Nada más entrar en la ducha nos enfrentamos a una crucial operación doble: regular la temperatura y el caudal del chorro. En muchos casos, la geometría del espacio impide regular la temperatura del agua sin abrasarse o helarse durante el tanteo inicial. Además, nuestra autoestima se tambalea cuando, desnudos y tiritando de frío, intentamos descifrar la inteligencia de una grifería no intuitiva, presuntamente bella e integradora de funciones.
Luego, ya bajo el chorro, por fin bien regulado, descubrimos que no hay un centímetro cuadrado estable donde dejar el jabón o el champú, con lo que nuestro íntimo ridículo se perpetúa al tratar de sostener tan esenciales accesorios con los dientes, bajo la axila o en la entrepierna.

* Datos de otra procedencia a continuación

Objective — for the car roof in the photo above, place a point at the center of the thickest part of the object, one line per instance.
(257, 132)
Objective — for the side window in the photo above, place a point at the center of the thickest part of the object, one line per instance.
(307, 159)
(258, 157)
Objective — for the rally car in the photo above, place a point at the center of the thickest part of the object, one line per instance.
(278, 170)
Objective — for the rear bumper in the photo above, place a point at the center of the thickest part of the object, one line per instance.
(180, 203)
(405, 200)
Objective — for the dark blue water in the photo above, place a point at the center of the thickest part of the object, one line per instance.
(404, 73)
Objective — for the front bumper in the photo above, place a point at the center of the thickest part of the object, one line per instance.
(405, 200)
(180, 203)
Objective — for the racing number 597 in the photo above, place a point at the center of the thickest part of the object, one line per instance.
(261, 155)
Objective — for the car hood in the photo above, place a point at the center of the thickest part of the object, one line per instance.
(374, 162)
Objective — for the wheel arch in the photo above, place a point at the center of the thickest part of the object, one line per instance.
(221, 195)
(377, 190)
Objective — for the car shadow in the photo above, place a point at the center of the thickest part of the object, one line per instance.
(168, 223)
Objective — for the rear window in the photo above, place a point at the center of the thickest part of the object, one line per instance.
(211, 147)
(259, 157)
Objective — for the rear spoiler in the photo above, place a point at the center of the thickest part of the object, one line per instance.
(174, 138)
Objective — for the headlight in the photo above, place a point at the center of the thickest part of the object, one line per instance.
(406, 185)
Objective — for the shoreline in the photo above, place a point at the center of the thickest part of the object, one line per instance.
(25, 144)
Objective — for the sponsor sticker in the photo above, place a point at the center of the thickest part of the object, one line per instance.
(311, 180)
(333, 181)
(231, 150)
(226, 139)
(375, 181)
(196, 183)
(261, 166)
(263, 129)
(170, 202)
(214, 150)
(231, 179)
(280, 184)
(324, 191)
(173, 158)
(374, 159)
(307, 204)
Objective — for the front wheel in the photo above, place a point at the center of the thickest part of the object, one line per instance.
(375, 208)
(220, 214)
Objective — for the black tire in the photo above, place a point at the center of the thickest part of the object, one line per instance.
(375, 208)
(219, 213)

Por cierto: una jabonera bajo la ducha no debe acumular el agua para que el jabón no naufrague en su propia sopa. ¡Qué bellos pueden ser unos simples orificios!
Es casi imposible ducharse en un hotel sin entelar total o parcialmente el espejo. Un diseño absurdo obliga a tramar planes irracionales como afeitarse o maquillarse antes de la ducha. No hace falta mucha termodinámica para evitar tener que afeitarse con una mano mientras se usa la otra como limpiaparabrisas. ¿Conducir el vapor hacia otro lado? ¡Qué bello espectáculo! ¿Esconder una resistencia en el espejo? ¡Qué invisible belleza!
Otra increíble acumulación de errores de diseño impide que podamos vernos la cara bien iluminada y de cerca. En general la pica del lavabo parece diseñada para que no podamos acercarnos al espejo mientras que la luz cae vertical desde el techo incidiendo rasante en un rostro plagado de zonas oscuras. El ambiente general aún puede empeorar con un mortificante zumbido del extractor de olores diseñado para que sea inseparable del interruptor general del cuarto de baño.
En el dormitorio puede haber butacas y hasta una mesa de centro llena de folletos, pero a veces falta una simple silla con un simple apoyo para sentarse a trabajar con el ordenador. El servicio wi-fi requiere una contraseña que combina docenas de números con letras mayúsculas y minúsculas, no sea que resulte demasiado fácil de recordar para reintroducirla en cada nuevo acceso.
El único lugar donde una maleta se puede sostener en posición de abierta es sobre la cama, lo que invita a pesados movimientos si uno no quiere resignarse a compartir el lecho con la maleta. Ver la televisión desde la cama requiere alturas y distancias bien calculadas.
El no diseño en este caso obliga a insanas y cómicas posturas. La pantalla del televisor suele recibir al cliente con un menú plagado de alternativas inútiles que alarga inútilmente el momento de conectarse al canal preferido. ¿Y el minibar? ¿Por qué está en el suelo? ¿Ya hemos olvidado que le hemos puesto un palo a la bayeta para liberarnos de fregar el suelo a cuatro patas?
Explorar el contenido del minibar obliga a raras contorsiones para así constatar que los productos de uso nocturno más frecuente como suficiente agua mineral, la leche o la fruta ceden el microespacio disponible a chocolatinas con rellenos impensables, diversidad de exóticos licores, aceitunas a la rica anchoa, patatas fritas de síntesis, grageas de chocolate o refrescos azucarados.
El diseño no es un lujo. Lo que es un lujo es no diseñar. Lo útil tiene la belleza de lo que ha sido bien pensado. Solo hay que acordarse de que todo es pensable y de que todo merece ser pensado.
Autor: Jorge Wagensberg. Director científico de la Fundació La Caixa.